Being able to live in smaller quarters allows for more mobility. Building a house on a trailer base allowed Robert & Samantha to become neighbors with their friends months at the time, travel around the country, and live a free life.
Tiny house dwelling lowered their expenses and saved the rent payments they previously had. This meant the house practically paid for itself after the first year. Financially, it makes sense. Why own more than you need? It’s not like we need our 5 bedroom house.
Having a bunch of space can be comforting but, actually, it is only more space for more stuff. Aiming to lower your spending is much easier when you do not have rooms to fill and garages to pack full of stuff. Robert & Samantha have everything they need, from the basic necessities to the outdooring equipment. Just like us, they value nature and the great outdoors and living right in it enables them to fully embrace it.
Living where you want, in a space you fully use, is a not only better for you but also for your wallet. This option allows practically anyone the joy of home ownership. Even if you were to take out a loan for the build, this would only add up to $157.81 per month in payments, even if considering a high 4.00% interest rate.
Meet the Gada family
Most of the world’s population can only afford small living spaces and unfortunately, don’t always have access to all the luxuries we can afford. The Gada family, for example, lives in Mumbai, India. Bavesh works as a shopkeeper and lives with his wife and his 2-year-old son in a 2-bedroom house they rent. They have been living there for 3 years on a total budget of $466 per month. The following pictures and story come from the Gap Minder, an amazing site that compares families across the globe, across all path of life and income levels.
The Gada’, and most of the world’s population are living in minimal quarters because of necessity. We (by we, I mean most of us in highly developed countries) have the choice to limit our real estate consumption and should consider living with just what we need.
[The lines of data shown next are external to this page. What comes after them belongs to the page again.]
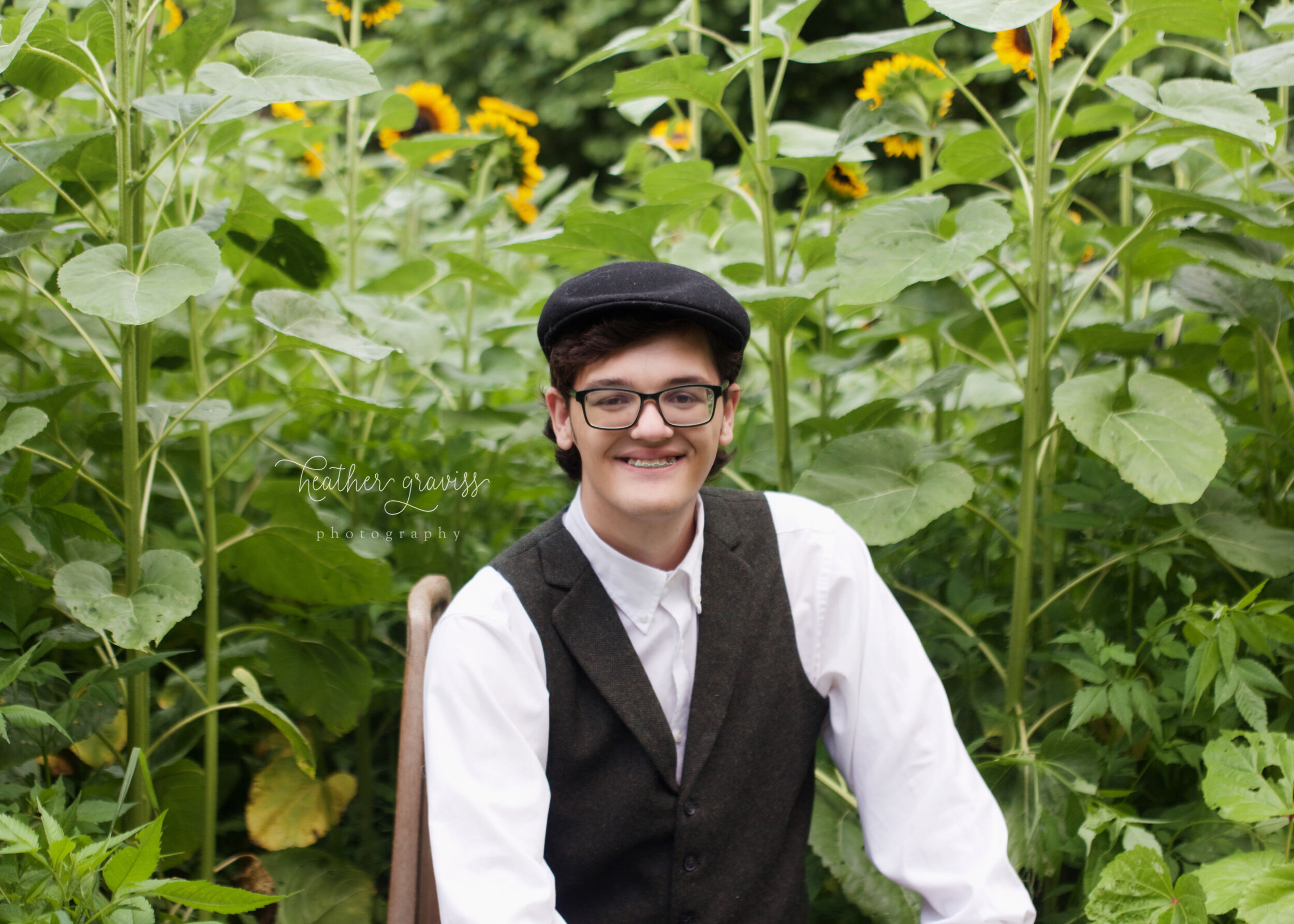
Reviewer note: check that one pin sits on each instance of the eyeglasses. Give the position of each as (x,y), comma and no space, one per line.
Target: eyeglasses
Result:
(619,408)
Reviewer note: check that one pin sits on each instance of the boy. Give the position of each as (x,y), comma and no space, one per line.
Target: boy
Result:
(602,749)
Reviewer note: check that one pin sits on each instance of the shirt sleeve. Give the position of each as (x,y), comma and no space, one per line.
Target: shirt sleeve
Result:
(487,733)
(930,821)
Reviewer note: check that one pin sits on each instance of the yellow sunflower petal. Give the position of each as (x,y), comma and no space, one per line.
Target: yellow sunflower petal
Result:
(314,162)
(174,17)
(897,145)
(844,180)
(1016,50)
(522,205)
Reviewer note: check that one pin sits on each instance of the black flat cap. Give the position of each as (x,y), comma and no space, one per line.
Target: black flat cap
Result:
(651,287)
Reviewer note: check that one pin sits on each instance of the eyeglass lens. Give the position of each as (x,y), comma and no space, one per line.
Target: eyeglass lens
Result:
(614,409)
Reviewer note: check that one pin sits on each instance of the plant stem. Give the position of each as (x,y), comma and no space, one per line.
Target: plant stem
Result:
(780,382)
(778,341)
(1126,207)
(352,162)
(695,110)
(127,221)
(1036,385)
(211,611)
Maybe it is time to rethink the American Dream since it has now turned into a nightmare of debt. According to Statistics Canada, the debt-to-income ratio rose to an astonishing 165.4 percent in the last quarter of 2016. With historically low interest rates and easy access to credit, most millennials jump on the idea of home ownership, often buying the biggest house they can afford.
“Most of the growth was in mortgage credit, up 6.3 per cent, which has accelerated considerably since 2014 and is now increasing at the fastest pace since late 2012,” – TD Bank economist Diana Petramala.
The tiny house movement is great for anyone aiming to save more for other things like travel, hobbies, or early retirement!
We have talked about our own living situation in the past and we are definitively living in way more space than we need. We bought a 5-bedroom house with a yard, a garage, and a pool but the more I read about and discover the tiny house movement, the more I think we could adapt to such a lifestyle.
We got a large home thinking about our future. I don’t see the benefits of the “starter homes” mentality and we did not want to move again in the near future. Why spend hundreds of thousands of dollars on a house you can’t grow in and upgrade after just a few years? The moving fees alone are a killer but the biggest hit would come from the mortgage penalty for selling your property early and the closing fees.
Since we are planning to have kids in the future, we opted for a house that would suit our needs at all stages of life. We also got a great purchase price by selecting an up and coming neighborhood and finding an eager seller.
For now, we found a way to fully utilize our space by renting out our spare bedrooms on Airbnb, it generates good side income and allows us to meet a lot of new people. 🙂
What about you, what are your living arrangements and what do you think about tiny houses?